Aphids and spider mites and cyclamen mites are possible pests. Look over your plant every time you water for these destructive pests. Aphids tend to hang out on stems and new growth. You'll notice the presence of mites by the webbing between stems and leaves. Cut off affected leaves and treat any infestation immediately with a neem oil insecticide.

cyclamen plantPhoto

Buying Tips

There are hundreds of cyclamen hybrids to choose from. Many are not even named, making it difficult to recommend one. 

Some petals are striped, frilly or tipped with a contrasting color. A few varieties are sweetly scented. Miniature cyclamens are charming, reaching only 5 in (13 cm) tall.
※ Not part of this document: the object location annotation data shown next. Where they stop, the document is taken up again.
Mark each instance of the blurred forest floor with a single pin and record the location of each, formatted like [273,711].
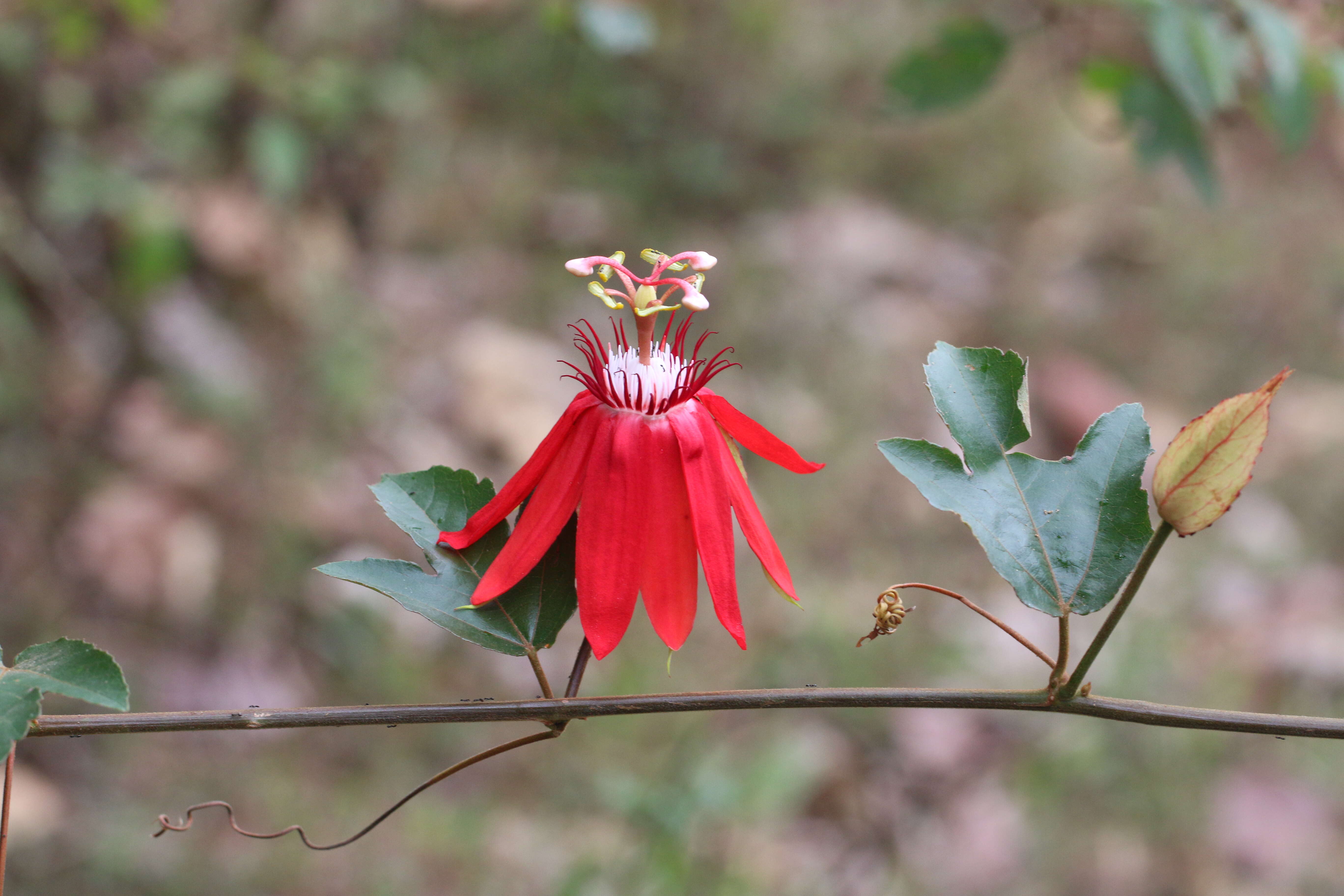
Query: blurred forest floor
[257,253]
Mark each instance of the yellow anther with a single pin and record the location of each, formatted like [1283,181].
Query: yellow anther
[655,309]
[605,271]
[596,288]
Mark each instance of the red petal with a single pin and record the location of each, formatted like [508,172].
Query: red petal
[669,577]
[751,520]
[755,437]
[553,503]
[611,535]
[523,481]
[712,518]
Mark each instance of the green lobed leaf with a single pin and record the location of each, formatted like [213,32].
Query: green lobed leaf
[431,502]
[953,70]
[1065,534]
[65,667]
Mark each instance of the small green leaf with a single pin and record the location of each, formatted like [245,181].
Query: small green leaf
[1199,54]
[1289,97]
[1335,65]
[441,500]
[1163,127]
[19,706]
[279,155]
[952,70]
[1291,115]
[1280,43]
[66,667]
[1065,534]
[74,670]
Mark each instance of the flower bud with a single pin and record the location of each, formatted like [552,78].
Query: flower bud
[694,300]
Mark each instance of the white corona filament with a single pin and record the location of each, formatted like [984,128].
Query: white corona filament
[655,379]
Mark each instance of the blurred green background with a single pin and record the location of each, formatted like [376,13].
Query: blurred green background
[257,253]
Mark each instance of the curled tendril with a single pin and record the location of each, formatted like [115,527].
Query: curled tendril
[889,615]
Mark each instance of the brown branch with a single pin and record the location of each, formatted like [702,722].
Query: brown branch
[556,730]
[1135,711]
[165,825]
[5,815]
[1021,639]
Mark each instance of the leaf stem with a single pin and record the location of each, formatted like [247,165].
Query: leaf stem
[540,672]
[1136,579]
[1062,663]
[581,659]
[1017,636]
[5,815]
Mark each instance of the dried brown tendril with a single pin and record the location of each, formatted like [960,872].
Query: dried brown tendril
[889,615]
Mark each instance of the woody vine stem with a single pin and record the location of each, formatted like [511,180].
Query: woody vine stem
[556,714]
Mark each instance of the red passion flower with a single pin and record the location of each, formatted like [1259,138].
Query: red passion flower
[644,455]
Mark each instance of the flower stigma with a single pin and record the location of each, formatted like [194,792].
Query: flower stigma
[642,294]
[658,373]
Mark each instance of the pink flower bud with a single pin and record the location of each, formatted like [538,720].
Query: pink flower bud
[694,300]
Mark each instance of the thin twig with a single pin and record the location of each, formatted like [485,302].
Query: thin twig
[1021,639]
[1099,641]
[1138,711]
[577,672]
[452,770]
[5,815]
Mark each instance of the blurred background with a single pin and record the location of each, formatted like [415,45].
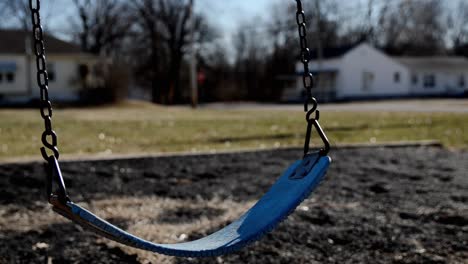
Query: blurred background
[149,59]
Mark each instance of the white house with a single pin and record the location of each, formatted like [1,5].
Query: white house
[362,71]
[67,66]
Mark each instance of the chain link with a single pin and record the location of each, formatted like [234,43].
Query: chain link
[49,137]
[313,115]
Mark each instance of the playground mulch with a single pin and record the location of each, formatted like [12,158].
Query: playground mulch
[377,205]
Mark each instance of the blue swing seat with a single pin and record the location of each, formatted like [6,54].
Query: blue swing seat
[285,195]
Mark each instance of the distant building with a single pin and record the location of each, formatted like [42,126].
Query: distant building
[364,72]
[68,67]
Vibrant blooms make them must-have house plants. Even their lacy leaves are beautiful. Set one on a plant stand to show it off. 

cyclamen, cyclamen plant, flowering house plant

Indoor Cyclamen Plant Care

Light: Bright light. Some direct winter sun is okay. Don't have a sunny window? Cyclamen responds well to artificial light.

Water: Keep soil lightly moist at all times. It's best to water cyclamen plant near the edge of the pot, not over the crown, which may cause it to rot. Or water from below by placing pot in a saucer of tepid water for no more than 20 minutes.

Humidity: Moderate (around 40-50% relative humidity). Increase humidity with a cool-mist room humidifier or a humidity tray.

Temperature: Cool temperatures 55-70°F/13-21°C year-round. It will tolerate a low of 40°F/4°C. Your cyclamen will last longer if you keep the plant away from blasts of hot or cold air from doorways and air vents.

Soil: Good-quality all-purpose potting mix

Fertilizer: Feed every 2 weeks with high-phosphorus fertilizer diluted by half only while plant is budding and blooming.

Propagation: Cyclamen seeds are tiny, and slow to germinate. Sow seeds in late summer through fall. They must be kept at 70°F/21°C to germinate; use a heating mat to maintain warmth. You'll wait about a year and a half for most varieties to bloom.